Now using maclaurine series

e^ix=1+x+x^2/2!+x^3/3!+....+x^r/r!+...

this can be used to that

e^ix=cos(x)+isin(x)

which means

e^inx=cos(nx)+isin(nx)

this is then used to show that when n=1 x=pi

e^(ipi)=-1

e^(ipi)+1=0

This result has been describe by many as the most beautiful equation in Maths.

"Sniff, It's so... Beatutiful!!!"
:sobs:

It is pretty wonderful.

Oooh... try drawing f(x) = (-1)^x.

It always disturbed me that I couldn't really draw that one properly. Now I see that the plane of my graph paper was simply intersecting a line in a conceptual three dimensional space. Makes sense.

Oooh... try drawing f(x) = (-1)^x.

How do you draw it?

I think he means graphing it on a line.

Yeah, but I don't know how you draw it on a graph. What if you get f(0.5)=(-1)^0.5 How do you draw this?
I is sorry, I doesn't know math too well.

You need to know Euler's relationship (that the OP was talking about) to be able to do it.

What you just asked is a special case;

-1 ^ 0.5 = sqrt-1 = i.

Complex numbers (look 'em up if you don't know what you are, they're very simple really) can be written as a + bi.
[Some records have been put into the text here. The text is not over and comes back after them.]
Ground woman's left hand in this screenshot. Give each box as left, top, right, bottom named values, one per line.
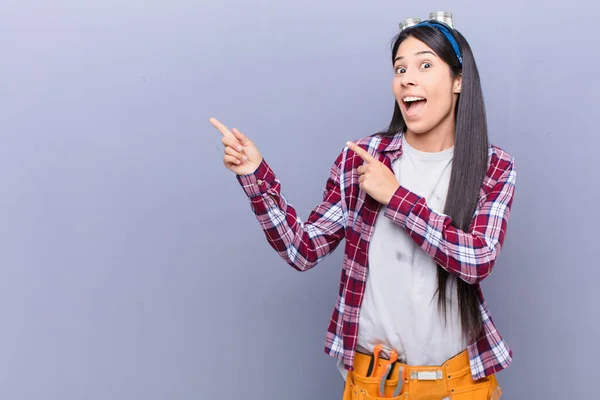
left=346, top=141, right=400, bottom=206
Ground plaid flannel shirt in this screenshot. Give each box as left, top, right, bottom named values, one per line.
left=236, top=131, right=517, bottom=380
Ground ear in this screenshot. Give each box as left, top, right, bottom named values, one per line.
left=453, top=73, right=462, bottom=94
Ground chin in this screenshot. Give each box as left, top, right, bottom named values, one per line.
left=404, top=121, right=433, bottom=135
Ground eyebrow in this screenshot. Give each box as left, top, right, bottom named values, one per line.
left=394, top=50, right=438, bottom=62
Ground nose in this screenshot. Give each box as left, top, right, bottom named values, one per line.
left=401, top=68, right=417, bottom=87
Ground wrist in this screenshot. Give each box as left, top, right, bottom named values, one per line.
left=384, top=183, right=401, bottom=206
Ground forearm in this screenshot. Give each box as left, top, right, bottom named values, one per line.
left=384, top=165, right=516, bottom=284
left=237, top=158, right=346, bottom=271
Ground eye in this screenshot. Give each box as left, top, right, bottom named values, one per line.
left=421, top=62, right=432, bottom=69
left=395, top=66, right=406, bottom=74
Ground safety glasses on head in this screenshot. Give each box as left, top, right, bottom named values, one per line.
left=399, top=11, right=462, bottom=65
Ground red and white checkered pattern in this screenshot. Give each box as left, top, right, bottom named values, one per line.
left=237, top=131, right=516, bottom=380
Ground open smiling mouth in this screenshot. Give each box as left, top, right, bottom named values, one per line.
left=403, top=96, right=427, bottom=117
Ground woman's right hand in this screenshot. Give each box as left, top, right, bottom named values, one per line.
left=209, top=117, right=263, bottom=176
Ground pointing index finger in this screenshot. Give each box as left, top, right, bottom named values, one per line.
left=209, top=117, right=235, bottom=139
left=346, top=141, right=375, bottom=163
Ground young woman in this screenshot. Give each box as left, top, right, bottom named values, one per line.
left=210, top=12, right=515, bottom=400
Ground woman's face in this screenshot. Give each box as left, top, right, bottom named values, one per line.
left=393, top=36, right=462, bottom=137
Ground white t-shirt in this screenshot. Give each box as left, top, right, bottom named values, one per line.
left=338, top=136, right=467, bottom=379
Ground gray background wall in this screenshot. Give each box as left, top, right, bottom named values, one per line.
left=1, top=0, right=598, bottom=399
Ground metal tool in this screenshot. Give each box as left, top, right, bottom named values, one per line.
left=377, top=350, right=398, bottom=397
left=379, top=363, right=394, bottom=397
left=392, top=365, right=405, bottom=397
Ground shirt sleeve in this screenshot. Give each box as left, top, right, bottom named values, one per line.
left=383, top=160, right=517, bottom=284
left=236, top=155, right=346, bottom=271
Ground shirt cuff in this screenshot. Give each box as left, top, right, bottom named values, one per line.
left=236, top=159, right=275, bottom=197
left=384, top=185, right=422, bottom=227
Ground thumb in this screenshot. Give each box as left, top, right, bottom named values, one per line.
left=232, top=128, right=252, bottom=145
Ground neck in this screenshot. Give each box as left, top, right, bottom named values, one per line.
left=404, top=123, right=455, bottom=153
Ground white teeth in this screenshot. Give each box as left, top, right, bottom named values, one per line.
left=403, top=96, right=425, bottom=102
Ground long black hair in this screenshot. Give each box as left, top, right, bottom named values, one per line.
left=378, top=25, right=488, bottom=342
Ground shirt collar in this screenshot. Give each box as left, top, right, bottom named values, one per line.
left=378, top=130, right=404, bottom=156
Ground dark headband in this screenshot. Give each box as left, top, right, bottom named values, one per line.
left=414, top=21, right=463, bottom=65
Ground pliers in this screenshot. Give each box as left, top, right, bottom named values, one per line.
left=378, top=352, right=405, bottom=398
left=385, top=363, right=405, bottom=397
left=373, top=347, right=399, bottom=397
left=366, top=345, right=404, bottom=397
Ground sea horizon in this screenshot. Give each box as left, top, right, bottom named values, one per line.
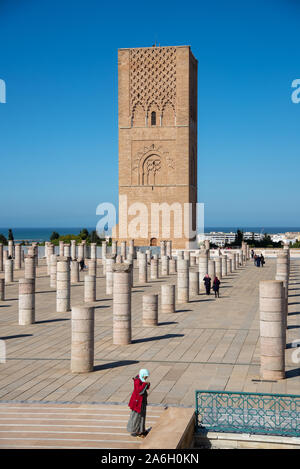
left=0, top=226, right=299, bottom=242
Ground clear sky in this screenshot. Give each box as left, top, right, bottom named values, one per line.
left=0, top=0, right=300, bottom=228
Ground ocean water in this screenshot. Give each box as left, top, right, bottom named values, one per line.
left=0, top=226, right=299, bottom=242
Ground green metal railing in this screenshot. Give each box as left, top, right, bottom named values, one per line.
left=195, top=390, right=300, bottom=437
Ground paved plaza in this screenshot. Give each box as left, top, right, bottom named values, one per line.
left=0, top=257, right=300, bottom=412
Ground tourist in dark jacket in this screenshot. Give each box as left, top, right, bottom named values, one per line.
left=213, top=276, right=221, bottom=298
left=256, top=256, right=261, bottom=267
left=127, top=369, right=150, bottom=438
left=203, top=274, right=211, bottom=295
left=260, top=255, right=265, bottom=267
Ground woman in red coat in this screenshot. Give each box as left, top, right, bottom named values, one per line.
left=127, top=369, right=150, bottom=437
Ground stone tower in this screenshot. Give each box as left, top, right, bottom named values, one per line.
left=117, top=45, right=197, bottom=249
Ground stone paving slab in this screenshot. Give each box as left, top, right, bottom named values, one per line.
left=0, top=257, right=300, bottom=410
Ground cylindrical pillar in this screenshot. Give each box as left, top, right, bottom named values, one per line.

Alternatively you can write this as |z|*(cosx + isinx), where |z| is the length of the complex number and x is the angle it makes with the horizontal (this should be clear by looking at an Argand diagram). It turns out that (cosx + isinx) can be shown to be equal to e^ix.

If you set x = pi, you get e^ipi = cospi + isinpi = -1.

Therefore you can write f(x) = -1^x = (e^ipi)^x = e^ipix = cospix + isinpix.

Basically this traces out a circle radius 1 in the Argand plane as x increases, so if you plotted this plane against x you would get a helix.

Thought it was pretty.

Basically this traces out a circle radius 1 in the Argand plane as x increases, so if you plotted this plane against x you would get a helix.

Thought it was pretty.
Oh so it's like a 3D graph? This is what I didn't get. It never occurred to me to put the complex plane in there too. If I'm understanding this now anyway. Thanks for your explanation.

Yeah; it's neat if you consider how this relates to trying to plot the function in 2D. The only answers you can get normally are integer powers of -1, where even powers are 1 and odd powers are -1. If you visualise the 3D answer, you can see that these few real answers are simply where the graph intersects the plane of the paper.

y= (-1/e)^x is a nice extension. Like a hurricane.

Which program are you using? (Unless you're one of those savants who visualize it all.) It might be smart to get one :P

e^(i*pi) = -1 is my favourite formula! Although it took me a while to get my head round it at first.
Xei: I've never thought about that kind of graph before. I can't really visualise what it would look like...